Knowledge graphs are valuable artifacts, but constructing one for a particular domain can be prohibitively expensive. This project aims to provide an automated means of producing a knowledge graph of entities/topics/concepts simply by analyzing a corpus of documents uploaded by the user.

Intended use

Apply for access Private documentation

Intended use

Inputs and outputs:

  • Users provide: A set of documents rich with natural language English-language text, uploaded to a bucket on Google Cloud Platform.
  • Users receive: Access to an API that allows the exploration of a graph of entities/topics/concepts, created automatically from the corpus of uploaded documents.

Business challenges

  • Creating a new knowledge graph. If you do not already possess a curated knowledge graph for a domain, you can bootstrap the creation of one by running our automatic induction algorithm. You can then edit it and curate it until it is satisfactory.
  • Creating an alternative knowledge graph. If you already have a knowledge graph, but it is potentially errorful and/or incomplete, you can use our algorithm to provide feedback on your existing resource.

Technical challenges:

This experiment will be most helpful for the following technical challenges:

  • Users have little to no structured data for a given domain AND/OR
  • Users are interested in what the most salient topics/entities/concepts are within a corpus of documents, and their relationships to each other.
  • Users are interested in topics/entities/concepts that are particular to a domain, i.e., whose meaning appears to be different from those same terms when used in general English.

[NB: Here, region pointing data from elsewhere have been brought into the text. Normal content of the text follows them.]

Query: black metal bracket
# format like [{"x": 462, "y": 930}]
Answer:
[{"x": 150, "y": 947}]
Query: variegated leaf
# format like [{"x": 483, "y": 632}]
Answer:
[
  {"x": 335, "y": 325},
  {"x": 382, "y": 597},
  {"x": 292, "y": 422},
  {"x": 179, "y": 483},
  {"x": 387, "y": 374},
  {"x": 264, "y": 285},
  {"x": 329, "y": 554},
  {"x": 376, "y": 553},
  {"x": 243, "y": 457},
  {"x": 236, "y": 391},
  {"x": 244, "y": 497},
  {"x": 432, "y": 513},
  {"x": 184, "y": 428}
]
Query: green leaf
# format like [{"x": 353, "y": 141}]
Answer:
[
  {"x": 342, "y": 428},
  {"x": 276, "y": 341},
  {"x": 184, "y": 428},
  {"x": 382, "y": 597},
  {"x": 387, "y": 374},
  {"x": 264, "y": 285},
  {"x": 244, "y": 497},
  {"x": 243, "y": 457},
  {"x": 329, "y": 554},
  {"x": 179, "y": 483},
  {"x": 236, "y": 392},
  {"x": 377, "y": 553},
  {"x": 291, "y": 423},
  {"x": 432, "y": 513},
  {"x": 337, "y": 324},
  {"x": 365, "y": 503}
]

As part of the application to participate in this experiment, we will ask you about your use case, data types, and/or other relevant questions to ensure that the experiment is a good fit for you.

What data do I need?

Data and label types:

A set of text, HTML, or PDF documents that contain digital text (can include documents that came from other formats and were converted). We currently do not support OCR on PDF files that contain images, and may not be able to extract text from other kinds of files. The documents should contain large amounts of natural language English text (put another way, if all you have are documents with tabular data, the algorithms here are unlikely to produce what you want). No special labels or annotations on the documents are required.

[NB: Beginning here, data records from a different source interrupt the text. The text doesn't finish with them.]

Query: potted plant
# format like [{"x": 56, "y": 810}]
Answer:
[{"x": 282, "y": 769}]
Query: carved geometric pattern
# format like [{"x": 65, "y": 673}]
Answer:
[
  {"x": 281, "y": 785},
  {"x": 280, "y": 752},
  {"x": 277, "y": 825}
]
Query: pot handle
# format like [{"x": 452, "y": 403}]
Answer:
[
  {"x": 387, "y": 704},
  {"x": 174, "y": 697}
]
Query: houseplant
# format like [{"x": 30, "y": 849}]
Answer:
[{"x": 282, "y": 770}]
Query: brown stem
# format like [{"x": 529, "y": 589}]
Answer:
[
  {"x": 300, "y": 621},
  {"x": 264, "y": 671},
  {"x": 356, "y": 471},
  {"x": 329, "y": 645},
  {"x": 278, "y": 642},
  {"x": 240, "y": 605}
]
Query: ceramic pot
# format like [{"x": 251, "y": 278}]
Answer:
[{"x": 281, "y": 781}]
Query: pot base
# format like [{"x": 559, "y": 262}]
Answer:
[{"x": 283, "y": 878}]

The graph induction algorithm’s job is to find terms relevant to a corpus, and it does this essentially by finding patterns in the data. Therefore, the algorithm is intended to work with a corpus of documents that have some relationship to one another, such as a set of documents that

  • are all on the same general topic and/or
  • are all owned/produced by the same related set of authors.

What skills do I need?

As with all AI Workshop experiments, successful users are likely to be savvy with core AI concepts and skills in order to both deploy the experiment technology and interact with our AI researchers and engineers.